Because of this snapshot error, we are not able to load the data into the table. Even if we create a replica of the table, that would have to be in a specific time period isnt it. so we cannot continuously run two days files as the second file will not have the updtated records for lookup.

Even if they create the snapshot of the data, i think it is not going to lookup and update correctly..isnt it?

Posted: Mon Oct 27, 2008 9:31 pm
by dnat
Hi,

To my surprise , i made few changes to the subsequent stages to improve performance and this issue doesnt come up any longer. I didnt touch the OCI stage or the oracle tables.

the issue is solved, but i am trying to figure out the root cause so that i can keep this in mind when i design some other jobs. If the problem(performance issue) is related to datastage, then why is it giving oracle related error(snapshot too old).

Posted: Mon Oct 27, 2008 11:46 pm
by John Smith
perhaps you can elaborate what changes you made? or did the dba do something that you were not aware of?

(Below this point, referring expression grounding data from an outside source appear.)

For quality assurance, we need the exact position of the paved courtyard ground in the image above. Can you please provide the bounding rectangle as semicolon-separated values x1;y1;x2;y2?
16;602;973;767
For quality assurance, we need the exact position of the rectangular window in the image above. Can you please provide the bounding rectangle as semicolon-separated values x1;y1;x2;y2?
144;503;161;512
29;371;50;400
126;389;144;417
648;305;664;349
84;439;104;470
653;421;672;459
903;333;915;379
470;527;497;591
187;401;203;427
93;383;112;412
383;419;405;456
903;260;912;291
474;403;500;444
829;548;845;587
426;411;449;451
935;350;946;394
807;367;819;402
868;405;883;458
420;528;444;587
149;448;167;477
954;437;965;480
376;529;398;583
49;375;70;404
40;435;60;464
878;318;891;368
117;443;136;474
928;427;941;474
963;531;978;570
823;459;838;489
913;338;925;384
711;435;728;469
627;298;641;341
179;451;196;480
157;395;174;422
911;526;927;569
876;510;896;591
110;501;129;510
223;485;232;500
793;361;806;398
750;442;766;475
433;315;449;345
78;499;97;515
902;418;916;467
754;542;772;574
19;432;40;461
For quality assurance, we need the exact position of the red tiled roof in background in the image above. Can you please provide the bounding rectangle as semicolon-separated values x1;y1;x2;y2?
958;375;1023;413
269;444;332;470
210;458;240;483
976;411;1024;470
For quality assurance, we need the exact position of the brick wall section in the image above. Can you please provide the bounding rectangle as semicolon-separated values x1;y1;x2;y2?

Posted: Tue Oct 28, 2008 12:52 am
by dnat
No, the DBA didnt make any changes to the table or the setup.

After extracting the records which satisfy the join condition i am writing it into a hashed file which is being used as a reference for a lookup. This hashed file is used as reference and is being updated also, after lookup.

There were two keys for this hashed file and i removed it and made it as one key(with the two key fields concatenated). this improved the performance of the whole job.

Can this be due to reason that if the design is like this

Stage 1(OCI)-->Stage 2(Hashed file)-->Stage 3(Transformer)--Stage 4(Hashed file).

Will the slow transformation of Stage 3 can cause Stage 1 to perform slow?? i.e will it affect the OCI stage?

join question

Posted: Tue Oct 28, 2008 2:59 am
by andy心&#262
Join tables in oracle database server at first, the system bottleneck is oracle db. And if the db is busy, you will get the error that the snapshot is too old, it is not an error of datastage.
Extract tables then use datastage to join, the bottleneck is transformstage in the job.

First method will be quick if your DBA can optimize the db.
Second method will be slow, and it seems no good ways to get a better performance.

Posted: Wed Oct 29, 2008 6:01 am
by dnat
Hi,

The performance has improved and because of that we are not getting the snapshot too old error anymore.

but what i am asking is about the root cause..

Posted: Wed Oct 29, 2008 6:59 am
by chulett
:? The root cause of a "snapshot too old"? That's Oracle, not DataStage and a quick google will turn up all kinds of discussions on the subject.